Since I've been writing about the disappearance of hell (here and here), I thought Pyromaniac's Monday menagerie post today was interesting -- he covers a Confucian exhibit he visited, "The Ten Courts of Hell", which graphically illustrates some Confucian teachings on their idea of hell (or perhaps more accurately a sort of purgatory). He writes this about the exhibit:
Here is where several generations of Singaporean parents have brought their children to scare them straight.
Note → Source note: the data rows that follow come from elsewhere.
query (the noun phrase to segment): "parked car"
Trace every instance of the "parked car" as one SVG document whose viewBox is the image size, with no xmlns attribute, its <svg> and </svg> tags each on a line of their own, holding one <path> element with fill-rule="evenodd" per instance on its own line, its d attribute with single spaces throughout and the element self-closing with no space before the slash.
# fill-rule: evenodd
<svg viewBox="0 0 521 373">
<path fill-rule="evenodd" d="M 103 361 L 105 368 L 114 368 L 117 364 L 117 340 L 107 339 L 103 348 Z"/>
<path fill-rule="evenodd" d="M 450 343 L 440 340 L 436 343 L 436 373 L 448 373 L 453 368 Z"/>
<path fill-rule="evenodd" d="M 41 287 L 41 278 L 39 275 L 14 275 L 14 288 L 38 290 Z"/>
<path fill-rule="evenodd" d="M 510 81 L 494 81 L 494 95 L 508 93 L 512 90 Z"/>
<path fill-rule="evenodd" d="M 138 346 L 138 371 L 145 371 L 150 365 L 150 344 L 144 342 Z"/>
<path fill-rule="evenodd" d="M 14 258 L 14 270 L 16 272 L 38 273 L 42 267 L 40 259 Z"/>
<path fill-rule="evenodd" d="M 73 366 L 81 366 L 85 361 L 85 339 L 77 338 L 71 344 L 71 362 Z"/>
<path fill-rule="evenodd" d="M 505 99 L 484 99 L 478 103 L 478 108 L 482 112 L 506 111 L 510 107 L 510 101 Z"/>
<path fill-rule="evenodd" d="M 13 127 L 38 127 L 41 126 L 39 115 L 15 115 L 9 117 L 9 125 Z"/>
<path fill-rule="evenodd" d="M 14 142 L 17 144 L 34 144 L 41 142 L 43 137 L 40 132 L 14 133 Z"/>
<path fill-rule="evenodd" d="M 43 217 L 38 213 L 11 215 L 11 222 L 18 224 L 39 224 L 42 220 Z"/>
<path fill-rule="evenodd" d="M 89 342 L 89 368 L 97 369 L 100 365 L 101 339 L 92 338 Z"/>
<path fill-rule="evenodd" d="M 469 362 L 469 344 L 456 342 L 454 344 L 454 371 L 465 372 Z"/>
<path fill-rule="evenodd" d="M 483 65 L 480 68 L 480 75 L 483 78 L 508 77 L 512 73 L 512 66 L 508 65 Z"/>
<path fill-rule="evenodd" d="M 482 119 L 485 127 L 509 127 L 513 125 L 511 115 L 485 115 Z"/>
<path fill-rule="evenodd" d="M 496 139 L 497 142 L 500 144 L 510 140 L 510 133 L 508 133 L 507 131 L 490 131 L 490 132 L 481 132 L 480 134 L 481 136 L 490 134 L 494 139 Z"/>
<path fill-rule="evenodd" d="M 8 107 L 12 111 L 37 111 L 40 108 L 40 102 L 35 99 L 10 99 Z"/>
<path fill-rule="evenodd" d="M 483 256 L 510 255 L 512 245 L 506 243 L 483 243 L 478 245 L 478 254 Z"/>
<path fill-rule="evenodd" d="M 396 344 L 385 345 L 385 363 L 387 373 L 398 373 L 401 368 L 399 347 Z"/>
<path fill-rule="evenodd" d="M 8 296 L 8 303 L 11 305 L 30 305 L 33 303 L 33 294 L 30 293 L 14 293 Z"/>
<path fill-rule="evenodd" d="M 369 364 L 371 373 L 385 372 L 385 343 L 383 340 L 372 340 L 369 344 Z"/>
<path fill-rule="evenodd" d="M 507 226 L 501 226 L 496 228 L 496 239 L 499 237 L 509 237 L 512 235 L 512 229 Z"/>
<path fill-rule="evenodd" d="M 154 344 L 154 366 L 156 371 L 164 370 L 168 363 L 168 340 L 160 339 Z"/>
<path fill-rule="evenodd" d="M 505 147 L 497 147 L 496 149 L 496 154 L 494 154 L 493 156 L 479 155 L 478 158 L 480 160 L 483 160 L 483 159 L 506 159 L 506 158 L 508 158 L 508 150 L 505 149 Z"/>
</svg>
As an aside, it's worth pointing out that this isn't why I think hell and God's holiness and judgment are an important part of understanding the Christian message. Rather, as I argued in the comments on the last post, I think we need to understand the punishment we deserve from God, so that we can properly understand what he has done in sending Jesus Christ to die for our sins. And we need also need to understand what we deserve so that we will turn to Christ for salvation, rather than relying on ourselves or thinking we'll earn our own way to heaven.
This business about earning our why to heaven is precisely why I don't think we can scare anyone into heaven by preaching about hell. We can't escape hell by trying to obey God, because as Isaiah wrote, all our righteous acts are like filthy rags. That is, the very best we can do still falls short of what God requires of us, and our motivations are often wrong, as well. We really need forgiveness, not just a scary story. So preaching about hell alone won't make people Christians, but it may be useful in bringing people to recognize their need of salvation in Christ. I know for myself, I never was much concerned about salvation until I realized that I deserved God's punishment for my sins, and that I could never be good enough to earn salvation on my own.
One final aside: The story Pyromaniac describes reminds me a bit of Dante's Inferno. When I was in school, I took a literature class where we read it, and I had to write an essay evaluating it. I forget the exact assignment, but I was able to analyze it from a Biblical point of view. It was an interesting exercise. I ended up disagreeing with Dante on a lot of his theology, but I also appreciated the book, because it's a (vivid) reminder that hell is real, even if Dante had a lot of the details wrong (or at least engaged in quite a bit of speculation).